Rheumatic heart disease remains a major public health concern in developing countries. Motivated by the lack of up-to-date epidemiologic data from endemic settings, we sought to quantity morbidity and mortality attributable the condition in Fiji, a middle-income country where a high prevalence has consistently been reported. Having resolved to undertake the analysis using the existing routine clinical and administrative data at our disposal, we first set out to develop a data linkage procedure robust to the inherent limitations of data from low resource settings.
Records were available from four sources: an electronic patient information system, a database of death certificates, a disease control register, and echocardiography clinic registers. All referred to 2008-2012.
Throughout the design and calibration process we used 1,406 known duplications in the patient information system from which we calculated the sensitivity and specificity. After cleaning, standardisation and preliminary blocking, we categorised identifiers including names, dates and demographics into agreement, partial agreement, disagreement or missing, accounting for issues such as out of order or misspelt names. After concentrating true matches by further blocking, we estimated match and nonmatch probabilities using expectation maximisation under the Fellegi-Sunter model of record linkage. We then derived the posterior match probability taking into consideration the size of block and prior information about the probability a match be present given the demographics of the individual concerned. In its final configuration, with record pairs considered a match if they achieved a posterior probability of over 50%, our procedure identified the known duplications with sensitivity of 91.4% and specificity of 99.9%.

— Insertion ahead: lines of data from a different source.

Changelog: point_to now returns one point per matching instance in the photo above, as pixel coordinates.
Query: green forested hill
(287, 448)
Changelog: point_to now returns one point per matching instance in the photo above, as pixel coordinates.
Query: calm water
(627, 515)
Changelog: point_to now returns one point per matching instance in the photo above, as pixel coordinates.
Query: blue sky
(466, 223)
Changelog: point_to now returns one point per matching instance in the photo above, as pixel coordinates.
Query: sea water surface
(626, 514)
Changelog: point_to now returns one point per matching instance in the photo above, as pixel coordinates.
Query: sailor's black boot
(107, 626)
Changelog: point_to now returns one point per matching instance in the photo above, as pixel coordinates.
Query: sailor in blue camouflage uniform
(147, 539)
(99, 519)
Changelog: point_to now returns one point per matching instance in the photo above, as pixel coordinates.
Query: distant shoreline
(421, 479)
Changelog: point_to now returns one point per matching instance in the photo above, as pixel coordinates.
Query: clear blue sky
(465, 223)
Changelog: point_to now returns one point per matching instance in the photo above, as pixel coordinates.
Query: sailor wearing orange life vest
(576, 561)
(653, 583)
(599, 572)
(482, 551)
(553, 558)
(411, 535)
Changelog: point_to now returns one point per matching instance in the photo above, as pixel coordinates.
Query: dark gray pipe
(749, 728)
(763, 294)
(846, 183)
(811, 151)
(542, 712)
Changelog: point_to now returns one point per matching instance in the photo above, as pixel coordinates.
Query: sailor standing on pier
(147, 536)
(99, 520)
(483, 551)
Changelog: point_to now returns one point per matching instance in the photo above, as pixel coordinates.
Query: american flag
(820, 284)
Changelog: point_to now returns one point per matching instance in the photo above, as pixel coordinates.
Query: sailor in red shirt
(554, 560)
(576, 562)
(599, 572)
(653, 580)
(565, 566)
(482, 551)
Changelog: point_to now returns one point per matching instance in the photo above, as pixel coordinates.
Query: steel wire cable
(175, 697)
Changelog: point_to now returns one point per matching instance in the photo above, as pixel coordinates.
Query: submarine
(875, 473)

Having identified 2,619 cases from the 1,773,999 records available, we used the linked data to make population-based estimates of prevalence using capture-recapture analyses and cause-specific mortality using relative survival methods, the first such estimates for a developing country. Moreover, in sensitivity analyses, we found that changing posterior probability threshold above which record pairs were considered a match had limited impact on the results.
Although data linkage is widely used for epidemiologic research in high-income settings, its application to developing countries has been limited. We developed and validated a data linkage procedure that can be used to turn largely unstudied routine clinical and administrative data into robust estimates of disease burden. With the growing availability of computerized data, we propose our approach has strong potential to assist the production of disease burden statistics in developing countries where civil registration systems are weak.